Una vez destapada la caja de Pandora no hay vuelta atrás. La gente ya no quiero mejoras en la financiación. Quieren la independencia. Los han convencido de que la solución a sus problemas es separarse de España y no creo que sea posible distanciarlos de este objetivo. El señor Artur Mas se pegó un tiro en los pies. Logró que su partido dejará la vía del nacionalismo moderado y se uniera a los grupos políticos más radicales del panorama político catalán. Mas va a quedar en los anales de la política catalana como el tío más tonto que ha pasado por la Generalitat, y mira que se lo advirtió Duran i Lleida. Todo por creerse señalado por la fortuna para pasar a la historia como el libertador de la nación catalana. Otro que, como el personaje de Kipling, se creyó el “Hombre que pudo reinar”. Para colmo del ridículo ahora ha adoptado el papel de Lola Flores pidiendo que cada catalán aporte un euro para pagar la factura, -que ahora le reclama el Tribunal de Cuentas-, de su esperpéntica y fallida consulta del 9 de noviembre de 2014.

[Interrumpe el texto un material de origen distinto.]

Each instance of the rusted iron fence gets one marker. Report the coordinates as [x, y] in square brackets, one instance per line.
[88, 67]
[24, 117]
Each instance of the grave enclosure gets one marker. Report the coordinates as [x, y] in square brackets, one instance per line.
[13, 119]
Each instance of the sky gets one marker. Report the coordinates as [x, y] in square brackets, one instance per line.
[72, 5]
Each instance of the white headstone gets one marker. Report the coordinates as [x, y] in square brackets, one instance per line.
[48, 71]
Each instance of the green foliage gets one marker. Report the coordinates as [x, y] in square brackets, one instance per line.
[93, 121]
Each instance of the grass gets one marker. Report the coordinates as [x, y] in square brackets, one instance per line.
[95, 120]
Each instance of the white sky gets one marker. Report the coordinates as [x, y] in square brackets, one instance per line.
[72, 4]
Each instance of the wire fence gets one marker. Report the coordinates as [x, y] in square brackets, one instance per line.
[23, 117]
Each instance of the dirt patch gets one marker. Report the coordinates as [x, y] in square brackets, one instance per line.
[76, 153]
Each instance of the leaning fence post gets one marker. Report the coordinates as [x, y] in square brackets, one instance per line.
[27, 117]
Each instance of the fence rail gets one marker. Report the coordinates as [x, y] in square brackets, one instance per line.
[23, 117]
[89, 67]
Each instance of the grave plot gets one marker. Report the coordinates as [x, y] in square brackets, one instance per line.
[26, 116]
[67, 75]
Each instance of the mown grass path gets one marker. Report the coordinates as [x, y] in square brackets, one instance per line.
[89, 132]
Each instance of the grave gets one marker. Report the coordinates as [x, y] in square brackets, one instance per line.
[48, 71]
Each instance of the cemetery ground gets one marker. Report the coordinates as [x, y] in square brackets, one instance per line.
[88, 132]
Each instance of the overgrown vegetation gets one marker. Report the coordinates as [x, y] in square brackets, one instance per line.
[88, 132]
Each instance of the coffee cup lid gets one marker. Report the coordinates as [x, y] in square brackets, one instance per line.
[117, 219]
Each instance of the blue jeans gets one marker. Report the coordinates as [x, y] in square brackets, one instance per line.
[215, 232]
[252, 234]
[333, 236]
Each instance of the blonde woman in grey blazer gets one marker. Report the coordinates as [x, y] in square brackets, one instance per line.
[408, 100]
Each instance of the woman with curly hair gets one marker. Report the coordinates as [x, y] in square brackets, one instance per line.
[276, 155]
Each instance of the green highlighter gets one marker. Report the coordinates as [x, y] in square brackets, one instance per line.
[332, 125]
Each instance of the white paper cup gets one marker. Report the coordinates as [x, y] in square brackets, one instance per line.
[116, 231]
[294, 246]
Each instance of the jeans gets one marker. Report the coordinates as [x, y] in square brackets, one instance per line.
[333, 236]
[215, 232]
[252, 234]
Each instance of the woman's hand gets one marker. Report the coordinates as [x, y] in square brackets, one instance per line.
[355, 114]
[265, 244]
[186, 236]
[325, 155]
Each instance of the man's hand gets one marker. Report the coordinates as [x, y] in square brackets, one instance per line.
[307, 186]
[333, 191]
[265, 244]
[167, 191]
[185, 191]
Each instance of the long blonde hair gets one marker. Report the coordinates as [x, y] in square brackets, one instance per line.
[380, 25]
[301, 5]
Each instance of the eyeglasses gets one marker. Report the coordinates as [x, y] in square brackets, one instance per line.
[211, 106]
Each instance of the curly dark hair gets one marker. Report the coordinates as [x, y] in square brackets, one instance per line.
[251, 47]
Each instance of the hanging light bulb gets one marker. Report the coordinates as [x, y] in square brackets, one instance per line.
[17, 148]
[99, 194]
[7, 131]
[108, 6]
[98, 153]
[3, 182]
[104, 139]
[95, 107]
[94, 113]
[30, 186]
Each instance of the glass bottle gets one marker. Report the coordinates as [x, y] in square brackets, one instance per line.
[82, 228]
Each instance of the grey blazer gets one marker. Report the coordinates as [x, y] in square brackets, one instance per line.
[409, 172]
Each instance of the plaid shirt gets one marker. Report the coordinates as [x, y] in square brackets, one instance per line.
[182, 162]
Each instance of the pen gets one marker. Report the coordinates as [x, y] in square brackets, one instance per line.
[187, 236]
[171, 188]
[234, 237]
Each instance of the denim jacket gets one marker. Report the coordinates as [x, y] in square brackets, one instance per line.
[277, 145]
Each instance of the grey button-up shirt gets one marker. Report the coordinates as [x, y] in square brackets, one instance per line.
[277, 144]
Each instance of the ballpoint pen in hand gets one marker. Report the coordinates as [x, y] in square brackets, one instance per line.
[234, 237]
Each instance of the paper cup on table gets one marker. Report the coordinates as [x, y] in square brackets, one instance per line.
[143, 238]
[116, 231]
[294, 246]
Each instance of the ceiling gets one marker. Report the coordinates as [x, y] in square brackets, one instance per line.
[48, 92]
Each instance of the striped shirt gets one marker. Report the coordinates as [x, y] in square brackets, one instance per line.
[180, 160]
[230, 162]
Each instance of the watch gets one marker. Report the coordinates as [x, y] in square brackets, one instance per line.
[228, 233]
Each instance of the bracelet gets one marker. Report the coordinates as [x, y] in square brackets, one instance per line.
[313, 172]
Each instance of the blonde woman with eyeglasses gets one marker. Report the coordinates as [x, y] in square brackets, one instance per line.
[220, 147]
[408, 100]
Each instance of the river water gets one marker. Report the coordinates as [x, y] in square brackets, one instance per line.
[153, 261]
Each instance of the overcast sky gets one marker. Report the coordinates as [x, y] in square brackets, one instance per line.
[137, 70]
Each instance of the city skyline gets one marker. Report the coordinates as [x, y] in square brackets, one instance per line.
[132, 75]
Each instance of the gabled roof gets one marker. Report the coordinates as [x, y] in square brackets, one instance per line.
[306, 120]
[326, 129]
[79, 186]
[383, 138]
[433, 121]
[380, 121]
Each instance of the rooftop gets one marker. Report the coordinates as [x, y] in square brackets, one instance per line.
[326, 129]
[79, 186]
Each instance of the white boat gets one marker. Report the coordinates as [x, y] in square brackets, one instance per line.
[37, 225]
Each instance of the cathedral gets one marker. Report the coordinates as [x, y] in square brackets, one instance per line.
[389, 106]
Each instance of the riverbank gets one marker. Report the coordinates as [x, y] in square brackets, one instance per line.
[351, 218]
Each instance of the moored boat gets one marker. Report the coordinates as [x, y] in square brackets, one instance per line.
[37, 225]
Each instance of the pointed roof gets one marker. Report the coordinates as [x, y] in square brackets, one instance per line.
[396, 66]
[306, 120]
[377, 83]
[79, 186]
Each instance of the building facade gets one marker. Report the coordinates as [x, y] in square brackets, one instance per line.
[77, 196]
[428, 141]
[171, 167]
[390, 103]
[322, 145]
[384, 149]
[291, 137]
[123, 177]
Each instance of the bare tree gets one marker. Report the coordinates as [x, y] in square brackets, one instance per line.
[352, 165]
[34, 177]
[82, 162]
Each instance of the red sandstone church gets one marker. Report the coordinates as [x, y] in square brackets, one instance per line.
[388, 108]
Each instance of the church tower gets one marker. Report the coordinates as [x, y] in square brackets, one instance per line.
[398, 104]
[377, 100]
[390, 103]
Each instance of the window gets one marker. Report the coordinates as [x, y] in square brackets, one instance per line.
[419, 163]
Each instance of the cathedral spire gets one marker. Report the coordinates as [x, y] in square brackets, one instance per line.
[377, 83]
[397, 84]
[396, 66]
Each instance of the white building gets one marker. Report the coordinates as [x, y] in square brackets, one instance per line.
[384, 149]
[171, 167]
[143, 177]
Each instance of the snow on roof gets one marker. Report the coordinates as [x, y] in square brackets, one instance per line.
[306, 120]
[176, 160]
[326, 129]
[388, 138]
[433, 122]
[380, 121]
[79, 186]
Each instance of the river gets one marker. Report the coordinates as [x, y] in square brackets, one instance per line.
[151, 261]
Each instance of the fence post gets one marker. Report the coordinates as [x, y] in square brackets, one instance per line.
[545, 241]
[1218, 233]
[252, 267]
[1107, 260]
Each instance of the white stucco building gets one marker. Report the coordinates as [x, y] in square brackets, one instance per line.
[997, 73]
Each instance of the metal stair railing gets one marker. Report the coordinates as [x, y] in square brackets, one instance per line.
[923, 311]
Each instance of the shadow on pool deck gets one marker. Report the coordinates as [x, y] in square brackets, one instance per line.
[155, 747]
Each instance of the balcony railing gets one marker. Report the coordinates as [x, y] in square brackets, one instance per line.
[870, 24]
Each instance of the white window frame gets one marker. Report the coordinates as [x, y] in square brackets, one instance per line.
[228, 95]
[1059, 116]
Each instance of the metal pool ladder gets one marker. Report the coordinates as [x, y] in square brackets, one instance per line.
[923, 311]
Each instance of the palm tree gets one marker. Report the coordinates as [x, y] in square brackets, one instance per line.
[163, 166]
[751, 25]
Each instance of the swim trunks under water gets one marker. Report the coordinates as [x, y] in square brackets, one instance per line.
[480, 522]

Nos enfrentamos a una situación de suma tensión interna. La caja de Pandora ha sido abierta y los males del egoísmo, el radicalismo político, la crispación política y la ignorancia se han esparcido en el aire de Cataluña y del resto de España. De manera irresponsable ciertos partidos políticos han sobreestimulado el sentimiento identitario del pueblo catalán para tapar su corrupción y su pésima gestión de la crisis económica. Han logrado convencer a una parte de la sociedad catalana que el fin de todos sus males pasa por su divorcio de España y que, a partir de su independencia, alcanzarán un paraíso de prosperidad económica, cultural y social. Más pronto que tarde tendrán que enfrentarse a una cruda verdad: tal paraíso no existe. En ese momento es muy probable que las emociones provocadas por un nacionalismo paranoico, con su absurda pretensión de grandeza y singularidad para su propio pueblo elegido, derive en un intenso temor y odio a España y los españoles, responsables de la ruptura de su delirante sueño. Debemos estar preparados para gestionar la frustración de una parte de la sociedad catalana evitando, a toda costa, que este sentimiento de abatimiento se desahogue en forma de violencia. No va a resultar fácil reconducir una corriente política después de que un grupo de irresponsables hayan dinamitado la mayor parte de los puentes que unen a España y Cataluña. Habrá que confiar en el único de los vientos que quedaron confinados en la Caja de Pandora: la esperanza.